Provides: DataFrames (tabular data) and Series (1D arrays), Tools for cleaning, transforming, and analyzing structured data, Time series handling, I/O (CSV/Excel), and merging datasets.

In [None]:
# Import necessary libraries
import numpy as np
import pandas as pd

---
### **1.1 Variable Assignment**

In mathematics and statistics, a variable represents a symbol that can take on different values. In Python, a variable is a name that refers to a value (or object) stored in memory. You can use a variable to store:

- Primitive data (like numbers or strings)
- Data structures (like lists or dictionaries)
- Functions
- Objects from custom classes
- Even plots or models (via external libraries)

You can later use the variable’s name to retrieve or manipulate what it refers to.

A variable name must start with a letter (lowercase or uppercase) or an underscore (_). Variable names cannot be a Python keyword (e.g., if, else, for, while, etc.).

Python uses the = symbol for assignment. In the example below, the number 35 is assigned to the variable x. This means “let x point to the object 35.” Note that when you run this command, the object or variable x is created but nothing will be displayed.

In [None]:
# Assign a value to x
x = 35

To recall or print out the value that is assigned to variable x, you just need to run variable name as a command.

In [None]:
# Display x
x

You can overwrite the stored value by assigning another value to the same variable. For example:

In [None]:
# Assign a new value to x and display
x = 18
x

Suppose we want to add 8 to x and store the sum in a new object, say y. This can be done as follows.

In [None]:
# Adds 8 to the value of x and stores the result in y
y = x + 8
y

Suppose now we have a linear equation given by y = 3x + 5. Since x = 18, then we have,

In [None]:
# Multiplies x by 3, adds 5, and stores the result in y
y = 3 * x + 5
y

---

When coding, it is always a good idea to give meaningful names to variables and better yet, ones that are self explanatory. Providing meaningful names to variables will help the reader and reduce the amount of commentaries required. For example, suppose we want to calculate the area of a circle (i.e. 𝜋𝑟2), given that its diameter is 10 cm. Here we have,

In [None]:
# Area of a circle given diameter
diam = 10  # diameter = 10 cm
radius = diam / 2  # radius is half of the diameter
area_circle = np.pi * radius ** 2  # area of the circle
area_circle

---

### **1.2 Data Types**

There are five basic data types in Python.
- Integer (int)
- Float (float)
- Boolean (bool)
- String (str)
- Complex (complex)

But we will focus on the four most commonly used in this session, i.e. **Interger, Float, Boolean and String.** The *complex* type, such as 2 + 3j, is used to handle complex numbers that include both real and imaginary parts, which we will not discuss here.

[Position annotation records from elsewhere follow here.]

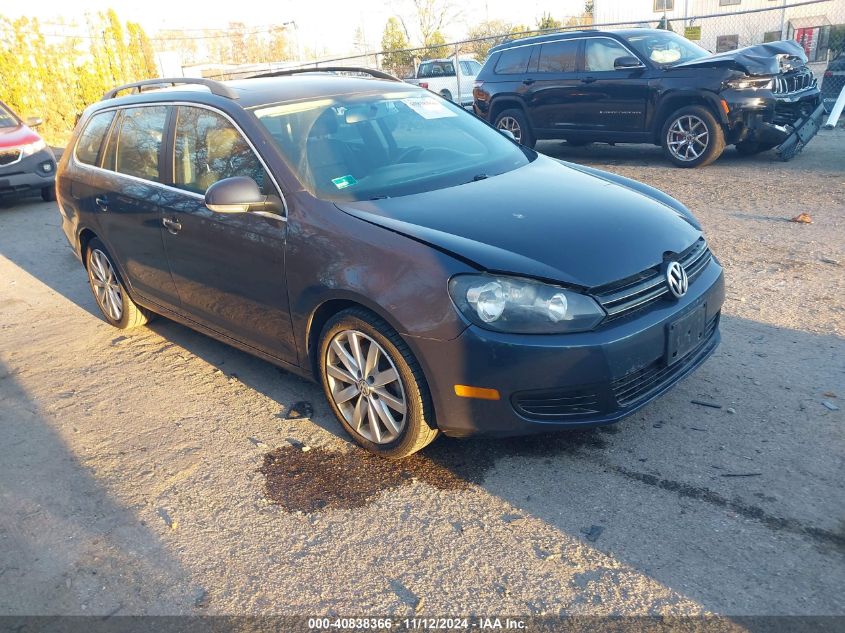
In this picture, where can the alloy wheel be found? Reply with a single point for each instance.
(366, 386)
(511, 125)
(688, 138)
(105, 284)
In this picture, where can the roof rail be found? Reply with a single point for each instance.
(215, 87)
(377, 74)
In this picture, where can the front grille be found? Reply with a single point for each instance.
(633, 293)
(796, 81)
(641, 383)
(556, 403)
(9, 156)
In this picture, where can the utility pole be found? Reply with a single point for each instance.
(783, 21)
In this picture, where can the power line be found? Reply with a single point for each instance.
(221, 33)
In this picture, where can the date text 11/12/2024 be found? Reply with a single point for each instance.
(417, 624)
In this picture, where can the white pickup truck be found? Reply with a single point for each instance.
(438, 75)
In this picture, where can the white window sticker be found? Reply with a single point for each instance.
(428, 107)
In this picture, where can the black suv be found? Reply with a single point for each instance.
(651, 86)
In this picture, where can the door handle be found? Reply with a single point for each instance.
(172, 226)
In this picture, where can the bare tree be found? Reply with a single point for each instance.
(428, 17)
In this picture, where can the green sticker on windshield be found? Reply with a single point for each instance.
(344, 181)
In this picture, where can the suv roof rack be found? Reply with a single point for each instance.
(377, 74)
(215, 87)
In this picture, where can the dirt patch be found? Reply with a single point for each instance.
(317, 479)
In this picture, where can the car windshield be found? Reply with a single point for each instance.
(665, 48)
(363, 147)
(7, 119)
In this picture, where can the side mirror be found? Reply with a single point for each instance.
(627, 62)
(240, 194)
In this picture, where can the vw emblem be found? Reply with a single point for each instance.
(676, 279)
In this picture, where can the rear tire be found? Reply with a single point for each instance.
(750, 148)
(692, 137)
(382, 401)
(516, 122)
(109, 290)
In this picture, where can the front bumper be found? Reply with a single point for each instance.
(787, 122)
(30, 173)
(550, 382)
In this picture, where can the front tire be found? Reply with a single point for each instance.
(515, 121)
(109, 291)
(692, 137)
(374, 385)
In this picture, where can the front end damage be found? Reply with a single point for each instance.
(785, 115)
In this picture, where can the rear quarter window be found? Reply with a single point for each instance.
(138, 145)
(513, 61)
(91, 139)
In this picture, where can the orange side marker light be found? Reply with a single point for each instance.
(480, 393)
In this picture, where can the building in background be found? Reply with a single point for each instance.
(816, 26)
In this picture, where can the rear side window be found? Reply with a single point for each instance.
(470, 67)
(558, 57)
(209, 148)
(514, 61)
(91, 139)
(138, 146)
(600, 54)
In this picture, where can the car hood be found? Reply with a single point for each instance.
(760, 59)
(17, 136)
(544, 220)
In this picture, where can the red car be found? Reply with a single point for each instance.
(27, 163)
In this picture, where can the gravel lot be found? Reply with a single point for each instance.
(160, 472)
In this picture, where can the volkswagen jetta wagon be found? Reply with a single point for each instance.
(434, 275)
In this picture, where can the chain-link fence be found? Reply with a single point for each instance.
(717, 25)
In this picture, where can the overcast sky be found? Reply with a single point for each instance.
(322, 24)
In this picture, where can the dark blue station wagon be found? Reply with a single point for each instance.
(434, 275)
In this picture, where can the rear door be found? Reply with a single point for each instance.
(129, 199)
(554, 87)
(229, 268)
(612, 100)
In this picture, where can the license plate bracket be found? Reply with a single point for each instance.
(685, 334)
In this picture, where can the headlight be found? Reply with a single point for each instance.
(523, 306)
(33, 148)
(747, 83)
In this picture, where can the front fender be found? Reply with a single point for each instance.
(334, 256)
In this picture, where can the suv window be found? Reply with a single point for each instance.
(601, 53)
(91, 139)
(513, 61)
(139, 142)
(209, 148)
(436, 69)
(558, 57)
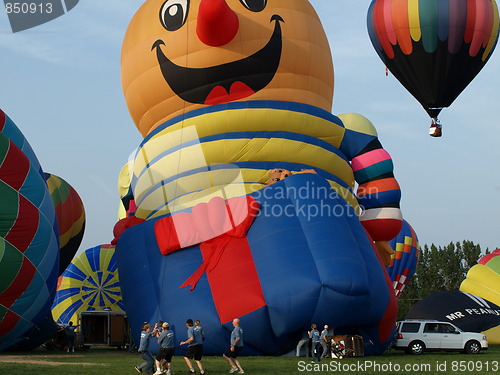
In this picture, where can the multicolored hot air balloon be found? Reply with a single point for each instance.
(29, 244)
(89, 283)
(218, 92)
(70, 218)
(435, 48)
(404, 259)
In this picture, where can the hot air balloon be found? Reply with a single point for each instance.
(483, 279)
(89, 283)
(217, 91)
(467, 311)
(404, 259)
(29, 243)
(70, 217)
(434, 48)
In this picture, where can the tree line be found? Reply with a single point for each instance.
(439, 269)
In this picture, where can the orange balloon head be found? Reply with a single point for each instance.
(180, 55)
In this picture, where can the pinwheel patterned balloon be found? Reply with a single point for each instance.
(404, 259)
(29, 248)
(89, 283)
(70, 218)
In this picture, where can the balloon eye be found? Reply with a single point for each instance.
(254, 5)
(173, 14)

#### **1.2.1 Integer (whole numbers): int**
The *Integer* type is used for whole numbers such as 5 or -100.

In [None]:
5 # Positive whole number as constact

In [None]:
-3 # Negative whole number as constant

In [None]:
x = 5 # Assignment of whole number makes x as int by default
x

In [None]:
type(x) # Confirming the data type

#### **1.2.2 Floating-point numbers: float**
The float type represents real numbers with decimal points, like 3.14 or -0.01.

In [None]:
5.5 # Positive floating-point constant

In [None]:
-2.75 # Negative floating-point constant

In [None]:
np.pi # Display the value of 𝜋 using numpy object 'np'

We can also perform mathematical operations on the *Integer* and *Float*, just as you would do in a calculator. Only *float* type numbers are shown as an example.

In [None]:
# Basic arithmetic operations
5.5 + 2.7  # Addition

In [None]:
5.5 - 2.7  # Subtraction

In [None]:
y = 5.5 / 2; y  # Division

In [None]:
type(y) # Note that float and int were involved in the operation

In [None]:
5.5 * 2  # Multiplication

In [None]:
5.5 ** 2  # Squaring

In [None]:
5.5 ** 4  # To the power of 4

In [None]:
np.sqrt(5.5)  # Square root

In [None]:
np.exp(5.5)  # Exponential

In [None]:
np.log(5.5)  # Natural log

#### **1.2.3 Logical Operators (Boolean)**
A logical value is to indicate whether an item/statement is TRUE or FALSE, i.e. a Boolean value. Python provides several operators for performing logical operations. Here's a complete list:

In [None]:
# Basic Logical Operators
True and False # Logical AND results in "False" outcome

In [None]:
True or False # Logical OR results in "True" outcome

In [None]:
not True # Logical NOT returns "False" in the outcome

In [None]:
# Bitwise Logical Operators (for integers). These perform logical operations bit-by-bit:
5 & 3  # & is Bitwise AND, Returns 1 (0101 & 0011 = 0001)

In [None]:
5 | 3  # | is Bitwise OR, Returns 7 (0101 | 0011 = 0111)

In [None]:
5 ^ 3  # ^ is Bitwise XOR, Returns 6 (0101 ^ 0011 = 0110)

In [None]:
~5  # ~ is Bitwise NOT, Returns -6 (inverts all bits)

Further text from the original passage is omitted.